Think about the F-35's cost for a minute. Over its life cycle, the Joint Strike Fighter is now expected to cost just about as much as the stimulus package deal announced yesterday. Does that make any sense, in a time of economic--not military--crisis?

Can we afford the next allotment of F22 Raptors, which still have no mission? Would Honest Abe Lincoln approve of the V-22 Osprey, which even Dick Cheney once tried to kill? Can anyone tell me the strategic purpose of either the DDG-1000 destroyer or the Virginia class submarine?
No, I didn't think so.

If we want to turn the page on the recent past, and show the world the new face of America, we must end the occupation of Iraq, as the President and the leadership in the Congress have promised. We should remember the tragedy of LBJ & Vietnam, and refuse to fall into the trap of a larger war in Afghanistan. We should release all documents from the Bush/Cheney secret files and let the legal chips fall where they may, in keeping with our new President's commitment to the U.S. Constitution and to transparency. We should shut off dangerous and costly efforts to militarize space. And we should not only close down the torture camp at Guantanamo, we should shut down several hundred other overseas bases. After all, America was founded in opposition to Empire, not to become one.

Since President Obama has made it clear that he is serious about keeping his promise to reverse the nuclear arms race, the Congress should help him negotiate big cuts in our nuclear stockpiles--it would make the world a much safer place.
And since we know the future depends on developing a sustainable green economy, why not convert our national weapons labs completely to anti-nuclear-proliferation work and to alternative energy R&D? Aren't "loose nukes" and climate change two of our true security threats?

Lincoln's message to us, near the end of a bloody civil war, was that America's leaders should do all that they could to "...achieve and cherish a just and lasting peace."
If Abe Lincoln took a look at our spending habits today, wouldn't he have to conclude that America has not heard his message? Wouldn't he be forced to conclude that our hearts and minds are not committed to a just and lasting peace, but instead to a growing and incendiary arms race?
I do not believe that the current Federal budget really reflects where most Americans' hearts are. Our people are not comfortable with spending half our treasure on a military/industrial/petroleum complex while millions of Americans suffer without health care, pensions, good schools, affordable housing, even bridges and levees...

Dr.

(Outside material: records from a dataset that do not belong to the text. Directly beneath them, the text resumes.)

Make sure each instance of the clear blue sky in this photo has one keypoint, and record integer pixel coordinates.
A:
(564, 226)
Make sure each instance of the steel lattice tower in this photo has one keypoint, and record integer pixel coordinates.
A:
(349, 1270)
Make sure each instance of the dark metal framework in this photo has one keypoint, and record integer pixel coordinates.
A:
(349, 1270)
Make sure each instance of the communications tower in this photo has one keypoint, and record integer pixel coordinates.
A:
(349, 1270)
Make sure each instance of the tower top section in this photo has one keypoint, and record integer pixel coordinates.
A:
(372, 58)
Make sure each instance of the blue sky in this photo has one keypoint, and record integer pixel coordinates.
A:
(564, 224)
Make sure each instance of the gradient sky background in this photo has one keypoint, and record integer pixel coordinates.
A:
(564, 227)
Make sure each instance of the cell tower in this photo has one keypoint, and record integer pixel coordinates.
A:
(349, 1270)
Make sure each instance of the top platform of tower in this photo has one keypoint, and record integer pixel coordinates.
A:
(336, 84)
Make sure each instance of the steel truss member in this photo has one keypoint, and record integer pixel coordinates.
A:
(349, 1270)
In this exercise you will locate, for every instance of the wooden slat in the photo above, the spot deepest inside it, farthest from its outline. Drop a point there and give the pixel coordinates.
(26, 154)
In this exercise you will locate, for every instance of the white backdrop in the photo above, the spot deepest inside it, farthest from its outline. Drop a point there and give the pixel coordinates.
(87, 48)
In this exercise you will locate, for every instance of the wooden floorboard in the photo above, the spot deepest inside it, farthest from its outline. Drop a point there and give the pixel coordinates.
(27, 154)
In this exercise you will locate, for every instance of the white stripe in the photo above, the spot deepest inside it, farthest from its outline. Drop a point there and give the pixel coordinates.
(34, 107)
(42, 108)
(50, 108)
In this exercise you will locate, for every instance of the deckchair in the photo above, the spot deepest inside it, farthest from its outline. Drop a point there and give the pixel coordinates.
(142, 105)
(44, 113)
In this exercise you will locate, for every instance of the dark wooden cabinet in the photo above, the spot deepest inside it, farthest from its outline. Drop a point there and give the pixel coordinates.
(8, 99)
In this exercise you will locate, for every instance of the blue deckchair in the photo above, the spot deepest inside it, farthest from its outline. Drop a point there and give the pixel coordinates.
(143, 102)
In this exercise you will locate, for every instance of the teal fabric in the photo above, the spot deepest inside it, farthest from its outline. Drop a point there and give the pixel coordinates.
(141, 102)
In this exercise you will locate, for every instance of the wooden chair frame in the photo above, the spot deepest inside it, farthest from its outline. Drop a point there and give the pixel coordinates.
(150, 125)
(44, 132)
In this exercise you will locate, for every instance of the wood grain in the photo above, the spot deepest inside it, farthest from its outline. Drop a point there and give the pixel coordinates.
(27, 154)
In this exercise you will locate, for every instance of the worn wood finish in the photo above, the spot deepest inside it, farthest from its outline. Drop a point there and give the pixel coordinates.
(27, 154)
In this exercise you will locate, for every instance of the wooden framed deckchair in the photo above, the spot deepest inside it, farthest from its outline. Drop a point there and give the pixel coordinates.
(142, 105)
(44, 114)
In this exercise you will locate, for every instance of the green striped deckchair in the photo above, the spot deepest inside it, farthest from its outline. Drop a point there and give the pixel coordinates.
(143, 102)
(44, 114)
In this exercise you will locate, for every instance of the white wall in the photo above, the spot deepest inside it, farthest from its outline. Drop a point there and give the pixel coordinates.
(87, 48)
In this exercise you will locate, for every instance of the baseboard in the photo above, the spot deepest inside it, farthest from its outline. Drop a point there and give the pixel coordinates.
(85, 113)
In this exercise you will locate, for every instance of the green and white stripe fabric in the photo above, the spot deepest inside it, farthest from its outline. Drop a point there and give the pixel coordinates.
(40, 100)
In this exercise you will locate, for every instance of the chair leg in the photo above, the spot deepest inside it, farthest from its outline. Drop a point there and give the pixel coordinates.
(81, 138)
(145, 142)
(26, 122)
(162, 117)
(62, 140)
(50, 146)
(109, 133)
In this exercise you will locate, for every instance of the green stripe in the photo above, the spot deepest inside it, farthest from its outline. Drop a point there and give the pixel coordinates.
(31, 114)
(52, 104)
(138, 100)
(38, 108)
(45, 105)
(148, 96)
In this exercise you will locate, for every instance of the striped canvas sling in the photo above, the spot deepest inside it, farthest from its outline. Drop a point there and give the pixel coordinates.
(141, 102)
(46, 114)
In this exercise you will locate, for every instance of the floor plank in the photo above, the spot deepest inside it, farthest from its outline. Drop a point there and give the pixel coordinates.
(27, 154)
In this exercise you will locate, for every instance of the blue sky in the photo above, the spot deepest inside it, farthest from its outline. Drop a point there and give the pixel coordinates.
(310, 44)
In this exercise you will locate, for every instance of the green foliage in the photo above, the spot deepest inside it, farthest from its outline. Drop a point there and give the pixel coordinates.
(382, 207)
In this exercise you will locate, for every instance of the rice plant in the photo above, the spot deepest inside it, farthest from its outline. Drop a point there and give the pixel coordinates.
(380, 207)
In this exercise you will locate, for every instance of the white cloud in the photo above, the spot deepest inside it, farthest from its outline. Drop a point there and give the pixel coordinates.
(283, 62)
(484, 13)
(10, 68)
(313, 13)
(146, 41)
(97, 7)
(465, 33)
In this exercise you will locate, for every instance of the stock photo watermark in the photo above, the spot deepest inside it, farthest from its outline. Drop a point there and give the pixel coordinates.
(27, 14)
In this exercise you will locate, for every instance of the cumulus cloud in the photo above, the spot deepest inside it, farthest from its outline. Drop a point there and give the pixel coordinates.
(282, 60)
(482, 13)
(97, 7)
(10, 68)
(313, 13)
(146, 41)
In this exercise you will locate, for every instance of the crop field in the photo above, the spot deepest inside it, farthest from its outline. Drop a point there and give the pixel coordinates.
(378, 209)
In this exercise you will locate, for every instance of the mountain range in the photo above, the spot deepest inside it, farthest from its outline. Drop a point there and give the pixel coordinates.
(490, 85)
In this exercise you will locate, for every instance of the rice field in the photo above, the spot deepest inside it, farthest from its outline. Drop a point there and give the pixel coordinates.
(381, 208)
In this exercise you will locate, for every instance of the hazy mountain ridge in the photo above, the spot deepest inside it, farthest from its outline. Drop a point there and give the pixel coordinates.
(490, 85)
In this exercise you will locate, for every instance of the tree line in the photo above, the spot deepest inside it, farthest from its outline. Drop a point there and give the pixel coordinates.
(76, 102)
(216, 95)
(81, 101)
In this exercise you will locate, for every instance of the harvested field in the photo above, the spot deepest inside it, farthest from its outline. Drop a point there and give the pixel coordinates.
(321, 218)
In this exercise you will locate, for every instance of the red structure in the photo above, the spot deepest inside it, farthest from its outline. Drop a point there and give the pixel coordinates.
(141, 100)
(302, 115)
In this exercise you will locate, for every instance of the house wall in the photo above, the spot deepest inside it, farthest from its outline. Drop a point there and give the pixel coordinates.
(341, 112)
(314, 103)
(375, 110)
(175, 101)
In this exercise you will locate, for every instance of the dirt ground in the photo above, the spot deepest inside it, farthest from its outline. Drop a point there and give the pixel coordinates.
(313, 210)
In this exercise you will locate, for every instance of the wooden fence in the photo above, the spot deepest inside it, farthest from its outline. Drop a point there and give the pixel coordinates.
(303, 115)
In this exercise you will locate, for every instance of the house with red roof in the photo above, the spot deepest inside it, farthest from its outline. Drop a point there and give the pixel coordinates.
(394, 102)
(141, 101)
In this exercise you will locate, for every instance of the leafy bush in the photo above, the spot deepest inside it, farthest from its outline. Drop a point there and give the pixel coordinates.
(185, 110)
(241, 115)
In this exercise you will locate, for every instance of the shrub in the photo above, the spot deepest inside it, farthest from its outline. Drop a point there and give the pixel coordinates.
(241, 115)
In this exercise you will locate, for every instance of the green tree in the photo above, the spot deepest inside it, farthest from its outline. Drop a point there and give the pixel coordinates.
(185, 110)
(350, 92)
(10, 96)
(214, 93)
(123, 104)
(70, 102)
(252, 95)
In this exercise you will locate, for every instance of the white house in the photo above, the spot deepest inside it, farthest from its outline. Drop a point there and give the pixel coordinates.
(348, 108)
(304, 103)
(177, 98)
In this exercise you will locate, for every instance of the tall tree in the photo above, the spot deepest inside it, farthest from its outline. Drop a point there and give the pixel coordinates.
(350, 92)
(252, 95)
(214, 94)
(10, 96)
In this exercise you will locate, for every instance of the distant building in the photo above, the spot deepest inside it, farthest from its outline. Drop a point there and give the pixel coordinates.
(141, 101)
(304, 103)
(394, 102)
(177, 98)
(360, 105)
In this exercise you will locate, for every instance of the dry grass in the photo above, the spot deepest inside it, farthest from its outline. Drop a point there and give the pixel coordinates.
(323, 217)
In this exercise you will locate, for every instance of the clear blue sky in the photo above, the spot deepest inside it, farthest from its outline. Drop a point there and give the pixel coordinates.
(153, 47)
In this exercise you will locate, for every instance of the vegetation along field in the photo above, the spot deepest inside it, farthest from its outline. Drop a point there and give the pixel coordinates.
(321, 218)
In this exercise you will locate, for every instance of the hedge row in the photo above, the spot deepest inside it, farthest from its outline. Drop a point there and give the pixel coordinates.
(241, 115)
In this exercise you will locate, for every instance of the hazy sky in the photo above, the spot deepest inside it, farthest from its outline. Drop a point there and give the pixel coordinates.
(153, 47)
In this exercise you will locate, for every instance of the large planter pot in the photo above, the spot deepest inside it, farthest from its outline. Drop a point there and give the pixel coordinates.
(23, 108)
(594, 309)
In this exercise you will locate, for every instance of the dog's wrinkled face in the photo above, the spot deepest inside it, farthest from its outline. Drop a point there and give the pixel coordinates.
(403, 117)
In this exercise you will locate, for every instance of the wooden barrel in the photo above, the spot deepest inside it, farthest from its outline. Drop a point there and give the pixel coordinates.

Martin Luther King, Jr. was an open admirer of Abraham Lincoln, and gave his "I Have a Dream" speech on the steps of the Lincoln Memorial. So perhaps it's appropriate to end with a reminder that Dr. King also warned us about an immoral war and the growing nightmare of a permanent war economy.
He called for a "true revolution of values," and worried aloud whether the "giant triplets of racism, extreme materialism, and militarism are incapable of being conquered."

America's greatest prophet taught us: "A nation that continues year after year to spend more money on military defense than on programs of social uplift is approaching spiritual death."
America's greatest President called on us to "...achieve and cherish a just and lasting peace."
So I ask you, the Honorable Majority Leader, Madame Speaker, and all the elected Members of the Senate & House--don't you agree that it's time to pay them some mind?